Caltech Electrical Engineering Professor P.P. Vaidayanathan Receives Prestigious EURASIP Award
P.P. Vaidyanathan, an Indian American professor at the California Institute of Technology based in Pasadena, California, has been recognized by a European engineering body for his work in the field of signal processing. (caltech.edu photo)
India-West Staff Reporter
PASADENA, Calif. – Palghat P. Vaidyanathan, a professor in electrical engineering at the prestigious California Institute of Technology since 1983, has been awarded the EURASIP Athanasios Papoulis Award for 2020.
The Athanasios Papoulis Award is given to honor scientists whose work has had a major impact in various aspects on signal processing education. The award is offered only on demand, every time there is an exceptional candidate, and not on a regular period of time, it was reported.

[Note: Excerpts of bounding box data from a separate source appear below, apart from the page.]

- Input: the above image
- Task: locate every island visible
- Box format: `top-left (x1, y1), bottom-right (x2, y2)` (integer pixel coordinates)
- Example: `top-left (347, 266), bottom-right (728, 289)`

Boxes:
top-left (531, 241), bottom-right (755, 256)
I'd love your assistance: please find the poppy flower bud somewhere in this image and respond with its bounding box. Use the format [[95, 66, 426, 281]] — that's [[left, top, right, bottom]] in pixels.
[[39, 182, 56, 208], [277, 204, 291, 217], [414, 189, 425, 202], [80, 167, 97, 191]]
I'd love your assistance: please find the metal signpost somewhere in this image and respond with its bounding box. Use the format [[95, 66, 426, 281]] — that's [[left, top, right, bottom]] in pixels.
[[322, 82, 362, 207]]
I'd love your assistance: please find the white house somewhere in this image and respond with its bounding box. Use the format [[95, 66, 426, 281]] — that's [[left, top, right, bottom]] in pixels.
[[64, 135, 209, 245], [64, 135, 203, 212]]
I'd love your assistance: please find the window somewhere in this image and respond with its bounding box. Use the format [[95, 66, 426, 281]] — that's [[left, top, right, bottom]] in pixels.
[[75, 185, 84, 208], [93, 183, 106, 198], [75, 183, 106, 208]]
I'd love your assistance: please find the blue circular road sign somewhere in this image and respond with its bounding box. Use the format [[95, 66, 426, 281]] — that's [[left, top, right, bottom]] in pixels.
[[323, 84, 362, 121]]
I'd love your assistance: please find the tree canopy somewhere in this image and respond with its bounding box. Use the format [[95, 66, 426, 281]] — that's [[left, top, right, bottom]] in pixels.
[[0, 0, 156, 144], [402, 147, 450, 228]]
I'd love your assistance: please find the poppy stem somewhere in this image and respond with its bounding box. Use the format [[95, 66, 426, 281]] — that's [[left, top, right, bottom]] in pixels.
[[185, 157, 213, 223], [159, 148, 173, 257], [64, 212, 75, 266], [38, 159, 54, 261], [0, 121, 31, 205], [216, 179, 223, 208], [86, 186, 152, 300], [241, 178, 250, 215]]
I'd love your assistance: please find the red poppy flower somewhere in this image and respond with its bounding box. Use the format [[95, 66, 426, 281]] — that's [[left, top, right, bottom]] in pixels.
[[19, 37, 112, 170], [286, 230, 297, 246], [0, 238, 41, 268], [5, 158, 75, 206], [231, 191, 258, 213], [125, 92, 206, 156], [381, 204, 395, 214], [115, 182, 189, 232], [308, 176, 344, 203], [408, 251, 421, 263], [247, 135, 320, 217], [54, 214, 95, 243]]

Vaidyanathan, the European Association for Signal Processing said, was being recognized for outstanding contributions to research and teaching of signal processing and multirate filter bank theory. EURASIP is the flagship signal processing society in Europe, somewhat like a European counterpart of IEEE. The award will be presented at their conference scheduled to be held in Dublin, Ireland, in August.
Vaidyanathan has authored over 500 peer reviewed papers and four books in the signal processing area. The Indian American engineer has been a recipient of several awards in his field of work over the years even while focusing on students and receiving the award for excellence in teaching at Caltech multiple times.
Considered to be one of the pioneering contributors to multirate signal processing research, Vaidyanathan has heavily influenced the research directions in filter banks and multirate systems. He is most well known for developing the general theory of filter banks with perfect reconstruction, as well as orthonormal filter banks, which have impacted digital communications, audio, and image coders.
An early proponent of applying signal processing methods to genomics, Vaidyanathan developed methods to computationally predict the location of protein coding genes and noncoding genes. His recent work on Ramanujan-sums, and his introduction of Ramanujan subspaces, have resulted in new representations and efficient algorithms for signals with hidden patterns such as periodicities.
Born in Calcutta, he received his master’s degree in radiophysics and electronics from the University of Calcutta and his Ph.D. in electrical and computer engineering from the University of California at Santa Barbara in 1982.